Just as often, though, George and his family were subject to sacralisation themselves. The circulation of stories about the ability of royal gift tins to stop bullets almost leads Jones to adopt what Kingsley Martin called ‘a magical theory of monarchy’, in which the awe the royals commanded wasn’t so much an expression of Christianity as a substitute for its decline. In the end, the slipperiness of sacralisation may be inherent to the sources. It may be helpful to think of George as hovering between the overlapping types of sacred kingship the historian Alan Strathern has identified in the premodern world: transcendent, where the righteous king is venerated insofar as he represents what a religion preaches; and immanent, where the king’s divinity channels the enchantment present throughout the social world.
So how archaic was George, as a ‘servant king’? Both the emotional archaisms and, for that matter, the innovations identified by Jones are thoroughly Victorian. Victoria had also toured military hospitals and, during Germany’s bloody wars of unification, her daughters Vicky and Alice had run some.

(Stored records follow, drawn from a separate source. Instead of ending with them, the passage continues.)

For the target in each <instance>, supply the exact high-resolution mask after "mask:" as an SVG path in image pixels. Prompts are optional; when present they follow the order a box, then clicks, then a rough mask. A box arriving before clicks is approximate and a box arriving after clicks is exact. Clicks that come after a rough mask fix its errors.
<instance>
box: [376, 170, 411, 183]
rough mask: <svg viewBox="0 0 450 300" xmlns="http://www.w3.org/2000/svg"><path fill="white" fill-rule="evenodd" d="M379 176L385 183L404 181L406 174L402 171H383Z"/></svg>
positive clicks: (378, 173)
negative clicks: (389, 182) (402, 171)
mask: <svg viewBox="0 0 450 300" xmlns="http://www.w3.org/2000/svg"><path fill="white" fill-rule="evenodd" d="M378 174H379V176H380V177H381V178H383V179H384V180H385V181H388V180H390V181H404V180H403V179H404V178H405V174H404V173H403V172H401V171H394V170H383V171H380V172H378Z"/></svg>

She anticipated George’s fatherly concern for the injured, touching them, recording their wounds in her diaries with the same sensibility, and commissioning images of disabled Crimean officers. But George was more than merely the last Victorian. When Victoria’s son-in-law Henry of Battenberg died in one of her smaller wars, she put on an elaborate funeral and communicated her and her daughter Beatrice’s grief to the nation. When Beatrice and Henry’s son Maurice died on the Western Front, George was more reserved, denying Beatrice any special role at the Cenotaph ceremonies. Under the emotional regime of democracy, it was no longer the monarch’s feelings which were sacred, but rather their role as an austere, almost impersonal, conduit for mass grief. The language of archaism can impede our understanding of the political import of such tonal shifts by smothering them in timeless ‘awe’.
Edward VIII’s brief reign did considerable damage to the sacred aura the war had conferred on the monarchy. His experience of wartime service while prince of Wales had deepened his irreligious contempt for the sanctification of duty and sacrifice. He participated in the commemoration of the dead only reluctantly, and by abdicating to marry Wallis Simpson he showed that he had no desire to play the servant king. Yet with the accession of George VI, the Windsors resumed their habit of ruling for and with the support of the war dead, even if he didn’t enjoy the same prominence in the Second World War as his father had in the First. In 1923 George VI’s wife, Elizabeth Bowes-Lyon, who lost a brother at the Battle of Loos, had presented the Unknown Warrior with her wedding bouquet. It was an impromptu gesture that has endured: Kate Middleton, Meghan Markle and the princesses of York all sent their bouquets to the Warrior’s grave. The commemoration of the dead continues to provide one answer to the awkward question of why we need the monarchy. Inside the Queen’s Dolls’ House was a photograph of a Tommy, a sketch of the Cenotaph and a bust of Field Marshal Haig. One wonders how long the Windsors will keep living in it.